Se: Experiencing the immediate context; taking action in the physical world; noticing changes and opportunities for action; accumulating experiences; scanning for visible reactions and relevant data; recognizing "what is." Noticing what was available, trying on different items, and seeing how they look.

Te: Segmenting; organizing for efficiency; systematizing; applying logic; structuring; checking for consequences; monitoring for standards or specifications being met; setting boundaries, guidelines, and parameters; deciding if something is working or not.
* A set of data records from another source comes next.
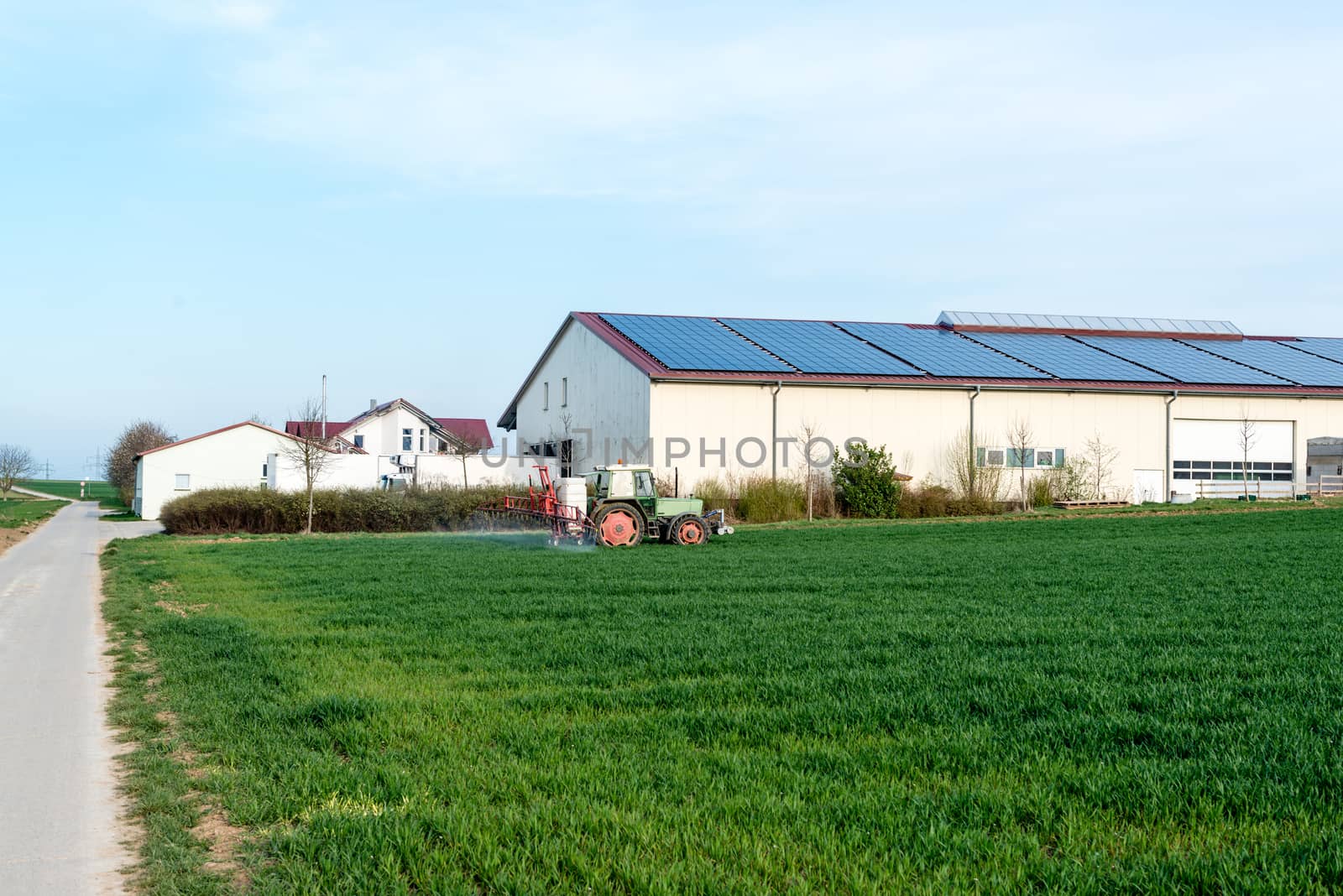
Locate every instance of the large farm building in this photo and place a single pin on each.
(1184, 405)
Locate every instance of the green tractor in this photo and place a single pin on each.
(624, 508)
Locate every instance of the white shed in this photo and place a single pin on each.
(233, 456)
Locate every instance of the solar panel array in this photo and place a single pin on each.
(1276, 358)
(1331, 349)
(693, 344)
(816, 346)
(1067, 358)
(1182, 362)
(745, 345)
(942, 352)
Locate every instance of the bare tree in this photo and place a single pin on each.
(817, 456)
(1246, 438)
(1020, 439)
(1100, 457)
(973, 479)
(462, 448)
(309, 450)
(120, 467)
(15, 464)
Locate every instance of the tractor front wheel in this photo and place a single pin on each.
(618, 526)
(689, 529)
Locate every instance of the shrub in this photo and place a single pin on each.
(1040, 491)
(348, 510)
(755, 499)
(1072, 481)
(865, 482)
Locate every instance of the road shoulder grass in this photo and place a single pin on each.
(101, 491)
(20, 515)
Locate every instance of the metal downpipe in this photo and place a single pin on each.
(973, 459)
(774, 430)
(1170, 488)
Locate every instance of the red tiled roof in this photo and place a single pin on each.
(313, 428)
(473, 431)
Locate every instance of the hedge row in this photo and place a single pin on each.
(349, 510)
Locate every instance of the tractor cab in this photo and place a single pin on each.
(624, 482)
(624, 508)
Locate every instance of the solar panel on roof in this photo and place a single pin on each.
(1278, 360)
(1326, 347)
(940, 352)
(693, 344)
(1067, 358)
(816, 346)
(1182, 362)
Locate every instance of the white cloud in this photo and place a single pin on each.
(823, 143)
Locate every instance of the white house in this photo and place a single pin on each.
(400, 428)
(253, 455)
(237, 455)
(703, 396)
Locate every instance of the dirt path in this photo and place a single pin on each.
(60, 829)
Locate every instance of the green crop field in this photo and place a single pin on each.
(19, 510)
(1121, 705)
(104, 492)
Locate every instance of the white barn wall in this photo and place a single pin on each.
(917, 425)
(226, 459)
(608, 398)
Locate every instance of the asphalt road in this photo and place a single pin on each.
(60, 829)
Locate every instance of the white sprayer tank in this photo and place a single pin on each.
(572, 492)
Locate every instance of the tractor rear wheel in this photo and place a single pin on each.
(618, 526)
(689, 529)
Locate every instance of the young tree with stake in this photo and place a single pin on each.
(1020, 439)
(1246, 438)
(311, 450)
(15, 464)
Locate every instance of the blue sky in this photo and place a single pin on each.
(207, 204)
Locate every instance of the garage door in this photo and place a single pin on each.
(1210, 450)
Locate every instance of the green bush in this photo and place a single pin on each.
(348, 510)
(865, 482)
(1040, 491)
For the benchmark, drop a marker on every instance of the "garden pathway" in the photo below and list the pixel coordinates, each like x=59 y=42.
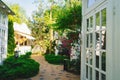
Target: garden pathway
x=51 y=72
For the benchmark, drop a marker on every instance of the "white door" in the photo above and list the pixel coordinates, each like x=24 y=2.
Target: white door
x=95 y=42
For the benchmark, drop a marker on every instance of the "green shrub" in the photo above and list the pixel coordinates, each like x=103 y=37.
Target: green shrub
x=27 y=55
x=20 y=67
x=51 y=58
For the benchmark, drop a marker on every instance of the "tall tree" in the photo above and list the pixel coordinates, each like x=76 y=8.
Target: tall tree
x=20 y=15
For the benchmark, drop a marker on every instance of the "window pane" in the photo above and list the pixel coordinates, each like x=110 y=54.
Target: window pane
x=103 y=77
x=97 y=75
x=91 y=40
x=86 y=71
x=97 y=58
x=87 y=56
x=90 y=73
x=97 y=21
x=91 y=22
x=91 y=57
x=87 y=24
x=87 y=42
x=97 y=44
x=103 y=41
x=90 y=2
x=103 y=61
x=103 y=18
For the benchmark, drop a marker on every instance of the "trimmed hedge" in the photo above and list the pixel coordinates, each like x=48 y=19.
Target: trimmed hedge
x=51 y=58
x=22 y=67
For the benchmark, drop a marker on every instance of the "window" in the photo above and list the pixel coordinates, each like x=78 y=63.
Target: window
x=96 y=46
x=90 y=2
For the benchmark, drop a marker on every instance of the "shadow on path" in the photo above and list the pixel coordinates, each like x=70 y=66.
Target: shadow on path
x=51 y=72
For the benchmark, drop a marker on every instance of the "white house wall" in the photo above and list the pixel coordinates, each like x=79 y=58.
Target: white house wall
x=112 y=38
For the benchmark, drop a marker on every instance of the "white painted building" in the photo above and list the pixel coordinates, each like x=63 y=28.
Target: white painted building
x=23 y=38
x=100 y=40
x=4 y=12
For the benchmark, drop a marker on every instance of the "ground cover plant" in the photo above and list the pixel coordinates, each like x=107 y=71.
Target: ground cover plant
x=17 y=68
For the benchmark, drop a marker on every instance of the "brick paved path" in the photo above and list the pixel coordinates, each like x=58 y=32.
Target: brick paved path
x=52 y=72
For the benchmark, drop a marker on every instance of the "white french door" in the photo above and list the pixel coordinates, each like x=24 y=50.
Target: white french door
x=95 y=44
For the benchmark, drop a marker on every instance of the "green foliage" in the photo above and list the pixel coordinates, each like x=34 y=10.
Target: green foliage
x=72 y=66
x=27 y=55
x=51 y=58
x=69 y=19
x=20 y=15
x=14 y=68
x=11 y=40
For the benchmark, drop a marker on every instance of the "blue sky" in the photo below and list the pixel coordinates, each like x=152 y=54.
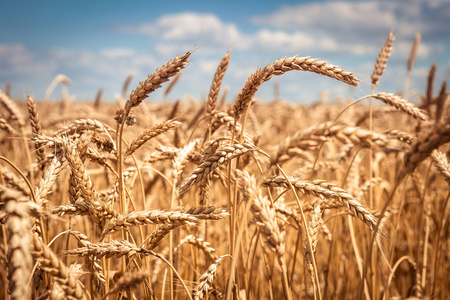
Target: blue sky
x=98 y=43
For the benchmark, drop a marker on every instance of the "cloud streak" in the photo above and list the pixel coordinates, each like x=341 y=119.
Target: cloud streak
x=345 y=33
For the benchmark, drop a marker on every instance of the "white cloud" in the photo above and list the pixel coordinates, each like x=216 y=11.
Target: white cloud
x=189 y=28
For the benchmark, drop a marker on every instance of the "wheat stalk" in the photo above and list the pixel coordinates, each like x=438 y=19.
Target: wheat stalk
x=325 y=190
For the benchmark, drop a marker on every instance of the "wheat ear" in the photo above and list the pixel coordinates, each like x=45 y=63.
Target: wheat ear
x=19 y=253
x=217 y=83
x=325 y=190
x=382 y=59
x=154 y=80
x=281 y=66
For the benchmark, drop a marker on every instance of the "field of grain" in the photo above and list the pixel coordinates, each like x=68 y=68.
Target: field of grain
x=227 y=198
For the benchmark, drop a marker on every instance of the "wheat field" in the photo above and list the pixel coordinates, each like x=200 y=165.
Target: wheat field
x=227 y=198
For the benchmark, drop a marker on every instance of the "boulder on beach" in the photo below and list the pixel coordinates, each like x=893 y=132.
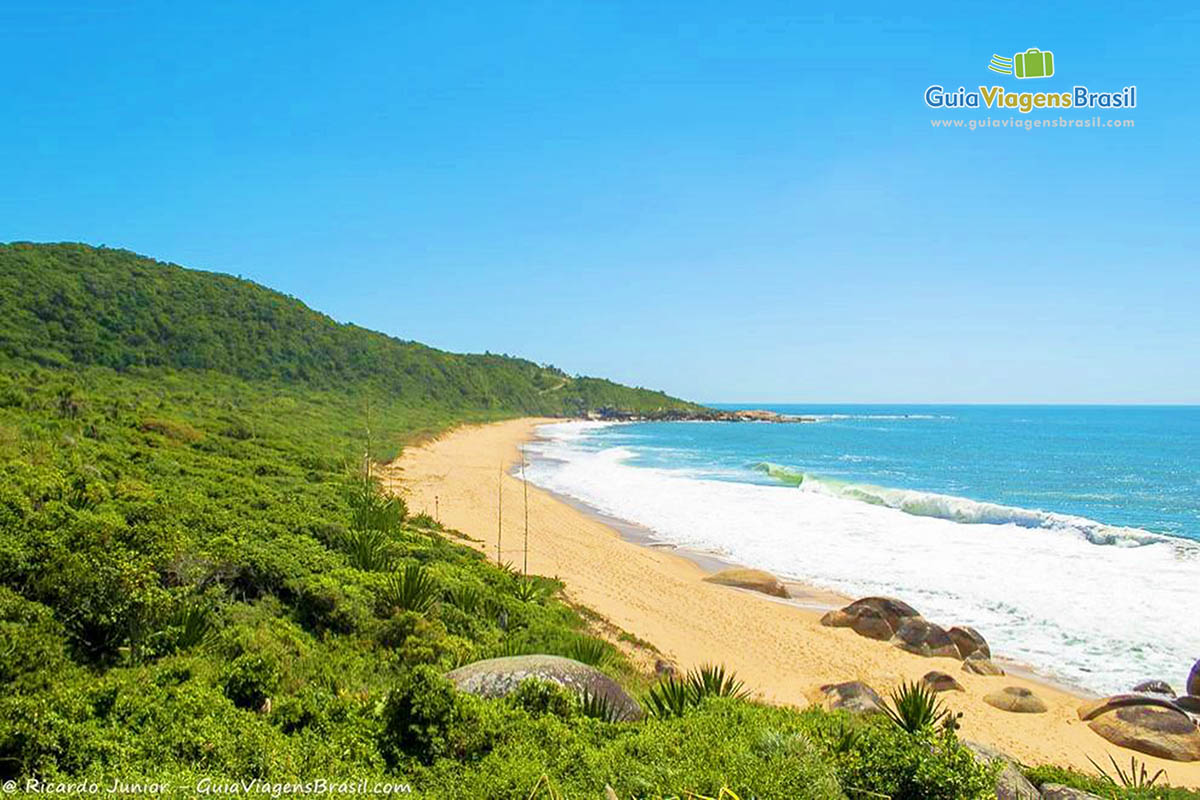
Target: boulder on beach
x=751 y=579
x=981 y=666
x=1017 y=699
x=941 y=681
x=1156 y=728
x=1092 y=709
x=969 y=642
x=876 y=618
x=499 y=677
x=1155 y=687
x=1060 y=792
x=924 y=638
x=1011 y=785
x=852 y=696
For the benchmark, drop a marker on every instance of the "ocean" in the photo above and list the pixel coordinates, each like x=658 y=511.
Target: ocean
x=1068 y=535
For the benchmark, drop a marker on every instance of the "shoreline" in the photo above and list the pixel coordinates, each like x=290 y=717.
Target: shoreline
x=659 y=595
x=801 y=595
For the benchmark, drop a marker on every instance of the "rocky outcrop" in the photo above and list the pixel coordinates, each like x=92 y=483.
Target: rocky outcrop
x=941 y=681
x=1150 y=725
x=1155 y=687
x=1060 y=792
x=501 y=677
x=876 y=618
x=751 y=579
x=1017 y=699
x=969 y=642
x=979 y=666
x=695 y=415
x=1011 y=785
x=852 y=696
x=924 y=638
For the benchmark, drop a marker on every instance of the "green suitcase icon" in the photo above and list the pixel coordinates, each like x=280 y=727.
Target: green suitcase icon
x=1033 y=64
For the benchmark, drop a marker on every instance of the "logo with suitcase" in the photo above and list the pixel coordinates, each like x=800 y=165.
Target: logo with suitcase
x=1030 y=64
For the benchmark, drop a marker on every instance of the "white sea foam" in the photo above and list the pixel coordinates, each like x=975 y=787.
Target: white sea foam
x=1098 y=606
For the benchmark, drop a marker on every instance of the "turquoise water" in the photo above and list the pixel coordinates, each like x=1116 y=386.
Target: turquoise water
x=1135 y=467
x=1067 y=534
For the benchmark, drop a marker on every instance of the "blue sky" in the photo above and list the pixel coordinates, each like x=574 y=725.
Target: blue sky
x=741 y=202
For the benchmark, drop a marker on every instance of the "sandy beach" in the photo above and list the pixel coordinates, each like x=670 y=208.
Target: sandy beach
x=778 y=648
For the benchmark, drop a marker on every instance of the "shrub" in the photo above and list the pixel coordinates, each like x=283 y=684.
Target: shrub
x=329 y=602
x=888 y=761
x=915 y=707
x=411 y=589
x=249 y=680
x=588 y=650
x=539 y=697
x=712 y=680
x=366 y=549
x=671 y=697
x=371 y=507
x=418 y=716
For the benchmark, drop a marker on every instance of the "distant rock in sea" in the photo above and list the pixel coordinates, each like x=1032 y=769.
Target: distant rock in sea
x=501 y=677
x=852 y=696
x=924 y=638
x=941 y=681
x=876 y=618
x=1155 y=687
x=1150 y=725
x=753 y=579
x=981 y=666
x=969 y=642
x=1017 y=699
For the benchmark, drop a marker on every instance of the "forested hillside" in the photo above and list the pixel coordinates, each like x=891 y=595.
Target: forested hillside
x=72 y=305
x=199 y=582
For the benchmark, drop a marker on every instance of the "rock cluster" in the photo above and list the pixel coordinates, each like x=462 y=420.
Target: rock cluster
x=979 y=666
x=1017 y=699
x=940 y=681
x=852 y=696
x=876 y=618
x=888 y=619
x=501 y=677
x=751 y=579
x=1144 y=722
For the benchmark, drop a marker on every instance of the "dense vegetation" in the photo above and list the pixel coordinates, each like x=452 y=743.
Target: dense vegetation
x=71 y=305
x=197 y=578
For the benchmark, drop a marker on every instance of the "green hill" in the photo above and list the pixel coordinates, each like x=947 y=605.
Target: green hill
x=201 y=583
x=73 y=305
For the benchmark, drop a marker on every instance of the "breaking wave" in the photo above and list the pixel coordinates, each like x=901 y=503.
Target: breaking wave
x=963 y=510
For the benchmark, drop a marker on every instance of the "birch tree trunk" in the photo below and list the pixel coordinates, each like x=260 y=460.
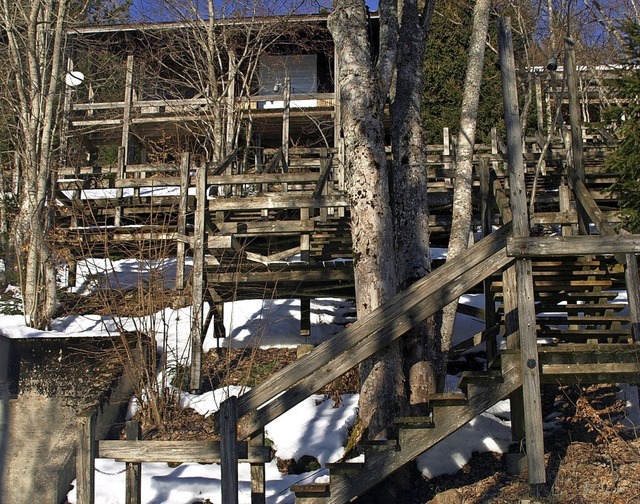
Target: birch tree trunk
x=363 y=90
x=421 y=357
x=462 y=204
x=35 y=35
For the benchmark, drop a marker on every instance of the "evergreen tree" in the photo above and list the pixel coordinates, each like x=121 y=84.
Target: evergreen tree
x=625 y=161
x=444 y=73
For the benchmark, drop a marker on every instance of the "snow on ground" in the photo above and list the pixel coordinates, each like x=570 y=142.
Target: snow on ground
x=316 y=427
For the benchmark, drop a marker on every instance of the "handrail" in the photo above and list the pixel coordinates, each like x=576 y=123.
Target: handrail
x=324 y=176
x=371 y=333
x=275 y=161
x=223 y=166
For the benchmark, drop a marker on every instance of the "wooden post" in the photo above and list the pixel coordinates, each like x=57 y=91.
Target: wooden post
x=446 y=152
x=128 y=99
x=286 y=115
x=539 y=106
x=632 y=281
x=305 y=238
x=199 y=241
x=182 y=219
x=119 y=175
x=133 y=494
x=524 y=275
x=229 y=450
x=486 y=218
x=85 y=458
x=257 y=473
x=305 y=317
x=576 y=168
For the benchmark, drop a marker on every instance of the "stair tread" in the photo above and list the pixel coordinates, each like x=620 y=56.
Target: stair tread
x=310 y=488
x=413 y=421
x=344 y=465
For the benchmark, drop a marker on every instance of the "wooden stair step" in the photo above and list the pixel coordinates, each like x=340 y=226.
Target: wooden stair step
x=584 y=308
x=414 y=422
x=344 y=467
x=310 y=489
x=586 y=348
x=379 y=445
x=582 y=319
x=479 y=377
x=448 y=399
x=584 y=333
x=591 y=373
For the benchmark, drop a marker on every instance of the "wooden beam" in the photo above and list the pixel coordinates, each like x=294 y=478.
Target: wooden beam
x=203 y=452
x=550 y=246
x=372 y=332
x=198 y=279
x=524 y=278
x=278 y=201
x=266 y=178
x=182 y=219
x=133 y=492
x=85 y=457
x=229 y=450
x=258 y=495
x=148 y=182
x=260 y=228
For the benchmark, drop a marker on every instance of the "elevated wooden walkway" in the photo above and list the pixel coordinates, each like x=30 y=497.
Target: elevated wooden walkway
x=282 y=230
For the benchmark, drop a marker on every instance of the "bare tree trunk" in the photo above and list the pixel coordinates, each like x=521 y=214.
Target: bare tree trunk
x=462 y=205
x=363 y=91
x=35 y=39
x=421 y=357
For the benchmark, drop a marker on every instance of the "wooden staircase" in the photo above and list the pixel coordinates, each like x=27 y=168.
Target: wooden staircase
x=415 y=435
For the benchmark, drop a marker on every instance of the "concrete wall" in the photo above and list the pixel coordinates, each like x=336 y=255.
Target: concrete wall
x=46 y=382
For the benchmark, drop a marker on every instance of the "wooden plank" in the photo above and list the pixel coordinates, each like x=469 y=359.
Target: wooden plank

Sorting out different colors and styles; thinking about the consequences, as in "Since I have to stand all day…"

*Air Nomads- Value Diversity*

_“Air is the element of freedom. The Air Nomads detached themselves from worldly concerns, and they found peace and freedom. [pause] And they apparently had great senses of humor.”_

Ni: Foreseeing implications and likely effects without external data; realizing "what will be"; conceptualizing new ways of seeing things; envisioning transformations; getting an image of profound meaning or far-reaching symbols. Envisioning yourself in an outfit or maybe envisioning yourself being a certain way.

Fi: Valuing; considering importance and worth; reviewing for incongruity; evaluating something based on the truths on which it is based; clarifying values to achieve accord; deciding if something is of significance and worth standing up for. Evaluating whether you like an outfit or not: "This outfit suits me and feels right."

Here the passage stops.